Here are the teams ahead of the Yankees and what their records would be if they play .500 baseball the rest of the season (or one-game-over-.500 if they have an odd amount of games remaining).
Red Sox: 91-71
Rays: 89-73
A’s: 87-75
For the Yankees to win 91 games, they would need to go 45-28 (.616).
For the Yankees to win 89 games, they would need to go 43-30 (.589).
For the Yankees to win 87 games, they would need to go 41-32 (.562).
In all three of those scenarios, the Yankees would have to play better than they have this season (.517), while the Red Sox would simply have to go 36-35, the Rays 36-36 and the A’s 35-35. I think the Red Sox are the most likely of those three teams to have a bad second “half” and play .500 baseball, but it’s unlikely any of the three will drop that low.
9. Each loss is extremely detrimental to the fragile math the Yankees are working with now and a loss occurring when the Yankees need to get three outs before allowing five runs is crushing.
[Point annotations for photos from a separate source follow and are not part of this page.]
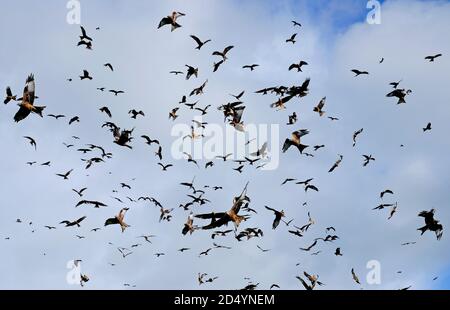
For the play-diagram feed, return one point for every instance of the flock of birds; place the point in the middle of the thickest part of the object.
(240, 210)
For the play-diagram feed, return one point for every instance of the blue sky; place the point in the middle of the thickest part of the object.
(334, 39)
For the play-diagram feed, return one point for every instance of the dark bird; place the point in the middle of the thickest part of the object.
(199, 90)
(298, 66)
(189, 225)
(292, 119)
(336, 164)
(9, 96)
(65, 176)
(27, 104)
(106, 110)
(87, 44)
(296, 140)
(355, 277)
(292, 39)
(74, 223)
(356, 134)
(320, 106)
(176, 72)
(358, 72)
(223, 218)
(432, 58)
(395, 84)
(400, 94)
(278, 216)
(85, 75)
(84, 35)
(173, 114)
(217, 65)
(199, 42)
(251, 67)
(108, 65)
(367, 159)
(118, 219)
(223, 54)
(431, 224)
(31, 141)
(191, 72)
(159, 152)
(171, 20)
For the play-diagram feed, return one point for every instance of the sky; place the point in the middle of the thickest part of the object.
(334, 39)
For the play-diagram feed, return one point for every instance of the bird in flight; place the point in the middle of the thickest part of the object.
(118, 219)
(171, 20)
(431, 224)
(199, 42)
(27, 104)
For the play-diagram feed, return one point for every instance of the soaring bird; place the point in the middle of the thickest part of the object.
(433, 57)
(292, 39)
(356, 134)
(336, 164)
(32, 141)
(400, 94)
(295, 140)
(27, 104)
(9, 96)
(106, 110)
(367, 159)
(355, 277)
(223, 218)
(171, 20)
(319, 106)
(118, 219)
(84, 35)
(191, 72)
(431, 224)
(224, 53)
(278, 216)
(73, 223)
(189, 225)
(199, 42)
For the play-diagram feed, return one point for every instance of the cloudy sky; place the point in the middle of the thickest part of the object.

You can tell yourself the Yankees still won the series in Houston, taking two of three, which is no easy task, but Sunday’s loss essentially erased Friday’s and Saturday’s wins, and turned what would have been a great 5-1 road trip and three straight wins into the break into a 4-2 trip with the latest worst loss of the season hanging over the Yankees’ break with eight of their next 10 games against the Red Sox.
Winning three-game series and taking two of four in four-game series is no longer good enough. Fifty wins in 73 games is a .685 winning percentage. That’s more than winning each three-game series and taking two of four in the four-game series the rest of the way. The Yankees need to finish teams off in the final games of series the way they weren’t able to in Houston or in Seattle and the way they haven’t been able to do in nine of the 12 series they have had a chance to sweep this season.
10. The Yankees need to rebound from their 0-6 start against the Red Sox in the final 13 games with them. They need to beat the Phillies in New York the way the Phillies beat them in Philadelphia. They need to find a way to win four out of six from the Rays and at least four out of seven from the Blue Jays. They need to beat up on the truly bad opponents they have left in the Orioles, Marlins, Twins and Rangers. They need to find a way to win games in Oakland (something they haven’t been capable of for a long time) beat the Mets at Citi Field in games Jacob deGrom isn’t starting, beat the now-Ronald Acuna-less Braves and the average Mariners and Angels.
I’m not sure if this team, this roster and this manager can do all that, but if these Yankees want to erase the embarrassing first three-and-a-half months of this season and reach the postseason, they don’t have a choice. It’s their only path now.